The Boston Globe story, which is very well reported, explains some of the major caveats with genetic ancestry testing. For example, a person's genome sequence must be compared to someone else's, and accuracy requires a sufficiently large database. However, as the Boston Globe states, there is very little genetic data on Native Americans, and Sen. Warren's DNA had to be compared to that from Mexicans, Peruvians, and Colombians.
Using this data, the original analysis, which was prepared by a respected geneticist, determined that five segments of Sen. Warren's DNA -- totaling about 12.3 million bases ("letters") -- are of Native American ancestry. That might sound like a lot, but the human genome contains more than 3.2 billion bases, which means that only about 0.4% of Sen. Warren's DNA sequence can be attributed to Native American ancestry.
Thus, the vast, vast majority of her DNA is of European descent. Though her pedigree probably contains a Native American ancestor, he or she existed six to ten generations ago. If a generation is roughly 25 years, that means that Sen. Warren's (possibly one and only) Native American ancestor lived 150 to 250 years ago.
While that means that Sen. Warren is technically correct that she has Native American ancestry, it falls far short of her rather boastful claims: "I am very proud of my heritage... These are my family stories. This is what my brothers and I were told by my mom and my dad, my mamaw and my papaw. This is our lives. And I'm very proud of it." She makes it sound as if she lived in a teepee and smoked peyote.
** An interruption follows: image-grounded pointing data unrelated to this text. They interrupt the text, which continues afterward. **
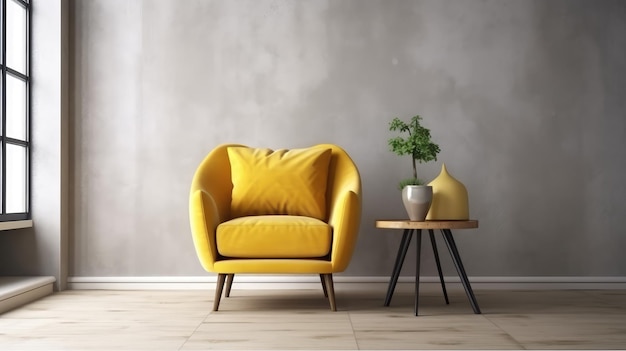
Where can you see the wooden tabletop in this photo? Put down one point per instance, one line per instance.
(407, 224)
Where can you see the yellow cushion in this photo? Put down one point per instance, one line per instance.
(283, 182)
(273, 237)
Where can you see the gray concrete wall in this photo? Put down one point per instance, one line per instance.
(525, 98)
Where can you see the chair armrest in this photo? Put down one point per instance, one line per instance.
(204, 218)
(345, 218)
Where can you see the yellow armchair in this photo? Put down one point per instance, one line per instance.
(275, 212)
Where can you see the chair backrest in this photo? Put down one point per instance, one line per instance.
(214, 175)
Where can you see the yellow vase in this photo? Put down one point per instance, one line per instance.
(450, 200)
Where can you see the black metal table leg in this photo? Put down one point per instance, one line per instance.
(418, 244)
(404, 247)
(436, 252)
(456, 258)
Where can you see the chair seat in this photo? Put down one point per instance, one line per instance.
(274, 236)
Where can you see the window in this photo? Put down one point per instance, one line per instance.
(15, 110)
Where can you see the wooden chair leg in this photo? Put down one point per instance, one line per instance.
(331, 291)
(324, 285)
(221, 278)
(229, 283)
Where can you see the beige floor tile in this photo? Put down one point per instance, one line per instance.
(301, 319)
(405, 331)
(273, 335)
(565, 331)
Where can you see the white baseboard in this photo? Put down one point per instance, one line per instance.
(341, 282)
(18, 291)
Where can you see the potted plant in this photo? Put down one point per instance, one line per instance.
(416, 196)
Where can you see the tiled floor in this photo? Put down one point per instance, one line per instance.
(301, 319)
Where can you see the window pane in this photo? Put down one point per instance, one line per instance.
(16, 36)
(16, 179)
(16, 108)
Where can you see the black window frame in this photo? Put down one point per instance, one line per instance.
(4, 140)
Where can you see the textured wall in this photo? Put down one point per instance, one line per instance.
(525, 98)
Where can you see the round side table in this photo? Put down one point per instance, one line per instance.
(445, 227)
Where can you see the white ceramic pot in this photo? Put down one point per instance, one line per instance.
(417, 200)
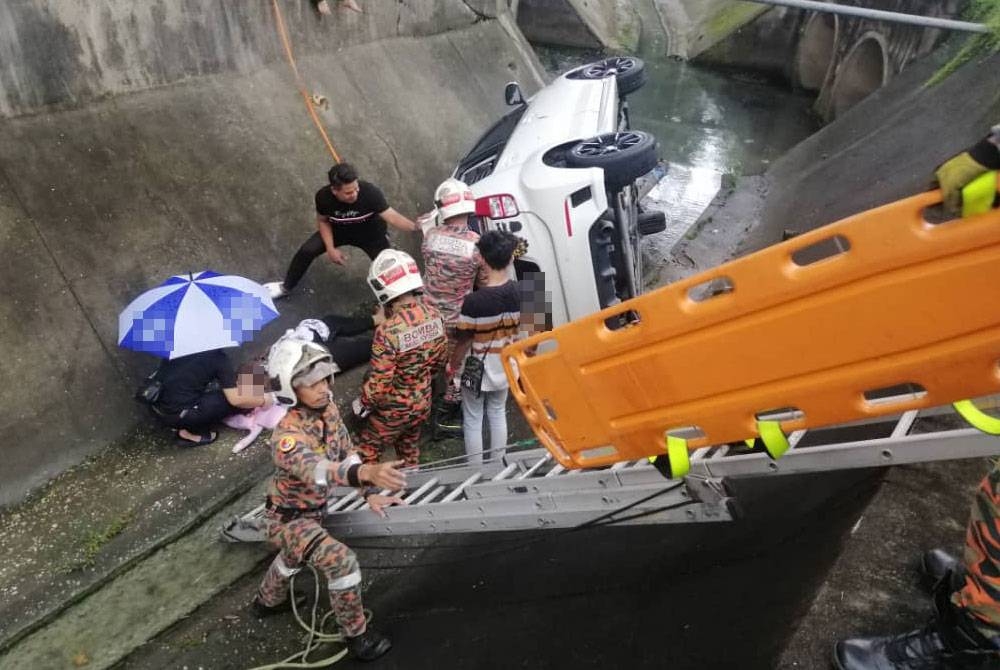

I'm proud of my heritage, as well. I might be related to Charlemagne. And Nefertiti. And you probably are, too. But most of us don't claim to be descended from conquerors or royalty, even though we may contain trace DNA segments indicating that we are.
Genetic Ancestry Tests Are a Bit Like Horoscopes
Consumer tests usually examine the Y chromosome (if the person is male), mitochondrial DNA, and a select number of "single nucleotide polymorphisms," which can be thought of as unique mutations scattered around the genome. In this case, the test examined nearly 765,000 data points from Sen. Warren's genome.
But these tests have limitations. For instance, the U.S. National Library of Medicine writes that "ethnicity estimates may not be consistent from one provider to another." That's why, as Science News says, DNA tests are just a starting point for genealogy. To really find out who your ancestors were, you must examine "marriage certificates, military rolls, census records, immigration documents, old photographs and other records."
Anything less than that, and -- as Ross Pomeroy at RealClearScience wrote -- you're basically just reading a horoscope.